Nothing is written to your project directory except package .env files (via envFile in config). The registry lives entirely in ~/.local/share/vivarium/. Your project's own files are not touched beyond those env files.
Files Per Project
state.json
Persists the allocation and identity of a running project:
| Field | Type | Description |
|---|---|---|
index | number | The assigned port index (0-99) |
projectName | string | Canonical project name |
composeName | string | Docker Compose project name used for --project-name |
projectRoot | string | Absolute path to the project directory at setup time |
ports | Record<string, number> | Resolved port map: all six service ports by name |
Example:
{
"index": 3,
"projectName": "myapp",
"composeName": "myapp",
"projectRoot": "/Users/dev/projects/myapp",
"ports": {
"postgres": 5436,
"redis": 6383,
"s3": 9040,
"s3Console": 9041,
"frontend": 4030,
"backend": 4031
}
}compose.yaml
The generated Docker Compose file for this project. Vivarium writes it here before running docker compose up. Docker Compose is invoked with --project-directory pointing at the registry directory, so it reads the compose file and .env from the same location.
.env
Compose-level environment variables, used for port interpolation in the compose file. Port bindings in compose.yaml use ${POSTGRES_PORT}:5432 style references so the actual port values come from this file, not from hardcoded values in the YAML.
Atomic Writes
writeState writes state.json atomically:
- Write content to a temp file in the same directory
fs.renameSync(tempPath, finalPath)
renameSync is atomic on POSIX systems when source and destination are on the same filesystem. This prevents a partial read of state.json if another process (or a second terminal running vivarium) reads the registry while a write is in progress.
listClaimed
listClaimed() scans all subdirectories of the registry root and returns every readable state.json as a ProjectState object. Subdirectories that have no state.json, or whose state.json fails to parse, are silently skipped. This means a corrupted or manually-edited state file does not prevent other projects from working.

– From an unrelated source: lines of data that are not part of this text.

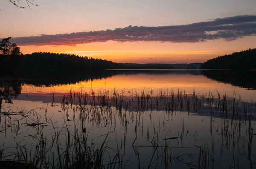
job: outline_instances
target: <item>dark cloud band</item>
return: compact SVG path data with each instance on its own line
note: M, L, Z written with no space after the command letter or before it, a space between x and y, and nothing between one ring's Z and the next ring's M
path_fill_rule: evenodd
M131 26L115 30L81 32L12 39L20 45L67 45L113 40L117 42L197 42L208 40L234 40L256 35L256 15L237 16L189 25Z

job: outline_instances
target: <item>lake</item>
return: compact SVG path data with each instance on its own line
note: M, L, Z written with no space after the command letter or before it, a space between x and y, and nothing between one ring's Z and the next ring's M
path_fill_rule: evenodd
M38 168L255 168L256 79L254 70L3 73L0 158Z

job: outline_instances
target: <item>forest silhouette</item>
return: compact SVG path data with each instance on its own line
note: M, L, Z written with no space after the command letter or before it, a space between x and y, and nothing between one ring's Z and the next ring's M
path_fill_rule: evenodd
M208 60L202 69L256 69L256 48L234 52Z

listClaimed is used by autoAssignIndex to build the set of taken indices and occupied ports before assigning a new one.
Teardown
vivarium teardown calls removeProject(projectName), which calls fs.rmSync recursively on the project's registry directory. This removes state.json, compose.yaml, and .env in one operation.

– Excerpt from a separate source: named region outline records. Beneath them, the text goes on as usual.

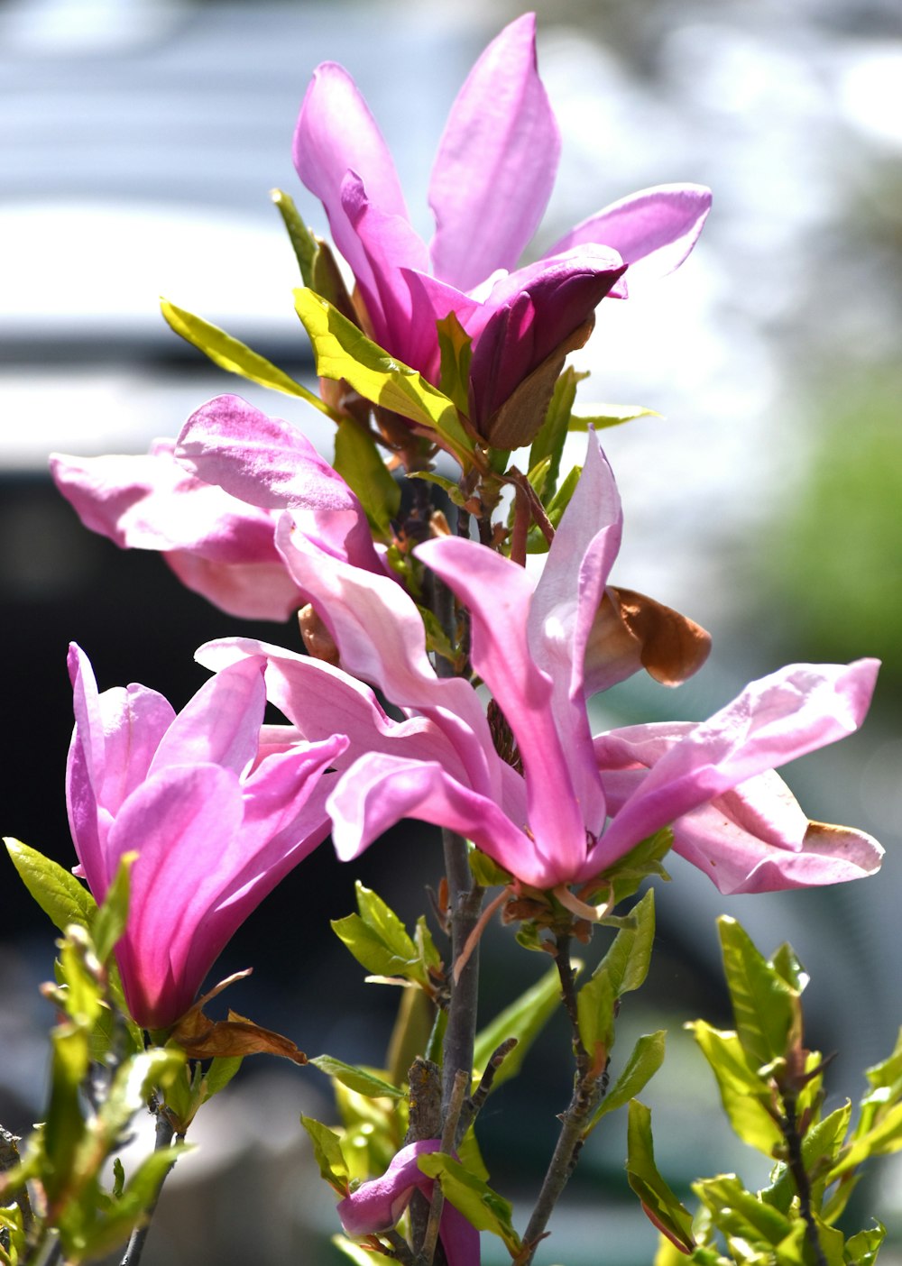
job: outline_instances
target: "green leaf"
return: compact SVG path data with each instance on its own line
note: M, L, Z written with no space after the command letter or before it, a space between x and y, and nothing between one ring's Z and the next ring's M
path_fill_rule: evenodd
M98 913L91 924L91 939L100 962L105 963L113 953L117 941L125 931L128 920L129 875L137 858L137 852L123 853L113 882L106 889Z
M845 1260L849 1266L873 1266L880 1244L887 1238L887 1228L878 1222L870 1231L859 1231L845 1243Z
M578 373L571 365L566 366L555 382L555 390L551 394L545 422L532 441L532 447L530 448L530 470L547 462L547 472L541 494L543 504L551 500L557 489L561 453L570 427L573 405L576 399L576 386L588 377L588 372Z
M595 1115L583 1132L583 1138L592 1133L602 1117L635 1099L647 1082L651 1081L664 1063L666 1037L666 1029L659 1029L656 1033L645 1033L640 1037L632 1048L630 1058L626 1061L623 1071L604 1099L602 1099Z
M391 519L400 508L400 487L391 477L372 436L350 418L338 423L334 468L356 492L372 530L391 538Z
M442 1152L418 1156L417 1165L428 1177L440 1180L445 1199L450 1200L476 1231L499 1236L512 1257L519 1253L522 1243L513 1229L511 1205L503 1196Z
M642 1201L646 1217L673 1243L690 1253L696 1247L692 1215L657 1172L651 1139L651 1112L638 1099L630 1100L626 1174L630 1186Z
M765 962L736 919L721 915L717 928L742 1048L759 1069L787 1058L801 1038L798 994Z
M576 484L579 484L579 476L583 473L581 466L574 466L570 473L566 476L561 486L557 489L555 495L551 498L549 504L545 506L545 513L547 515L551 527L557 530L560 522L564 518L564 511L566 510L573 494L576 491ZM537 524L532 524L526 536L526 548L527 553L547 553L549 542L545 539L545 533Z
M310 1136L313 1155L319 1172L329 1186L340 1195L348 1194L348 1167L341 1150L341 1138L327 1125L314 1120L313 1117L302 1117L300 1124Z
M313 391L308 391L305 386L295 382L293 377L271 361L267 361L265 356L251 351L250 347L246 347L237 338L232 338L231 334L219 329L218 325L210 325L201 316L195 316L194 313L189 313L184 308L177 308L167 299L160 300L160 308L167 324L175 333L184 338L186 343L196 347L204 356L208 356L219 368L228 370L229 373L237 373L261 387L270 387L272 391L281 391L283 395L298 396L300 400L307 400L314 409L337 420L337 415L332 409L323 404Z
M576 1020L583 1046L599 1070L614 1044L614 1003L617 995L611 976L599 967L576 995Z
M464 509L466 504L466 498L460 490L460 484L452 479L445 479L443 475L436 475L435 471L408 471L408 479L424 479L427 484L436 484L457 509Z
M61 932L70 923L90 928L98 903L71 871L19 839L4 837L4 843L23 884Z
M378 347L312 290L295 290L294 301L322 379L345 379L365 400L433 430L457 462L469 468L473 442L443 392Z
M717 1079L721 1101L730 1124L750 1147L765 1156L774 1156L783 1144L783 1134L768 1112L772 1090L751 1066L739 1036L720 1032L704 1020L685 1025L692 1031Z
M638 989L649 975L655 939L655 890L637 901L628 915L633 927L625 927L602 958L598 971L607 971L616 998Z
M636 418L660 418L654 409L644 409L641 404L599 404L598 413L590 418L570 418L570 430L604 430L607 427L622 427L625 422Z
M575 971L579 971L581 963L575 961L573 966ZM474 1080L479 1080L483 1076L492 1055L509 1037L517 1038L517 1046L495 1072L492 1086L497 1089L504 1081L514 1077L519 1072L530 1047L557 1010L560 1001L560 976L557 975L557 968L551 967L541 980L537 980L516 1001L505 1006L490 1024L486 1024L476 1034L473 1053Z
M342 1063L341 1060L333 1058L331 1055L318 1055L313 1060L308 1060L308 1063L314 1063L321 1072L324 1072L327 1077L334 1077L336 1081L341 1081L343 1086L350 1090L356 1090L359 1095L365 1095L367 1099L383 1099L388 1096L389 1099L403 1099L404 1091L393 1086L389 1081L383 1081L381 1077L376 1077L372 1072L367 1072L366 1069L357 1069L351 1063Z
M313 262L318 249L317 239L300 218L293 197L281 189L271 189L270 197L288 230L304 285L309 286L313 284Z
M774 1205L746 1191L734 1174L706 1179L694 1184L693 1190L704 1201L715 1225L725 1236L773 1248L792 1232L789 1218Z
M438 332L441 356L438 385L445 395L454 400L457 409L469 417L473 339L459 322L455 311L450 311L442 320L437 320L436 330Z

Docker containers are stopped and removed before removeProject is called, so teardown leaves neither running containers nor registry files behind.

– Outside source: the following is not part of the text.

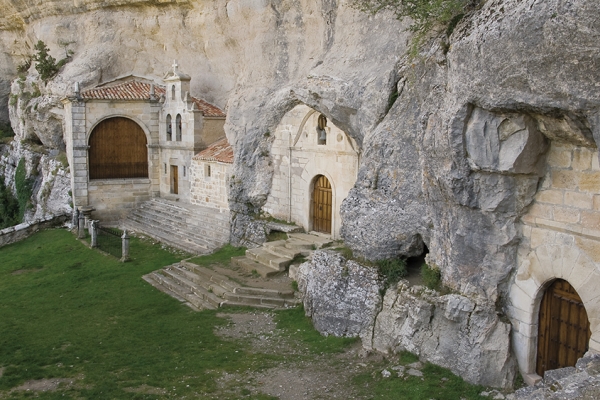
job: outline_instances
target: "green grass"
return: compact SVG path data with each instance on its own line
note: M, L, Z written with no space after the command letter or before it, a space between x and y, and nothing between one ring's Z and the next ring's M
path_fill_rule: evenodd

Legacy support: if the project directory contains a .vivarium/ folder (from an older version of the tool), teardown migrates it to the registry and removes it from the project directory.
Key Invariant
The compose.yaml and .env files in the registry are the authoritative source. docker compose is always invoked pointing at the registry directory. The project directory is read-only from Vivarium's perspective, except for writing the package .env files specified in envFile config entries.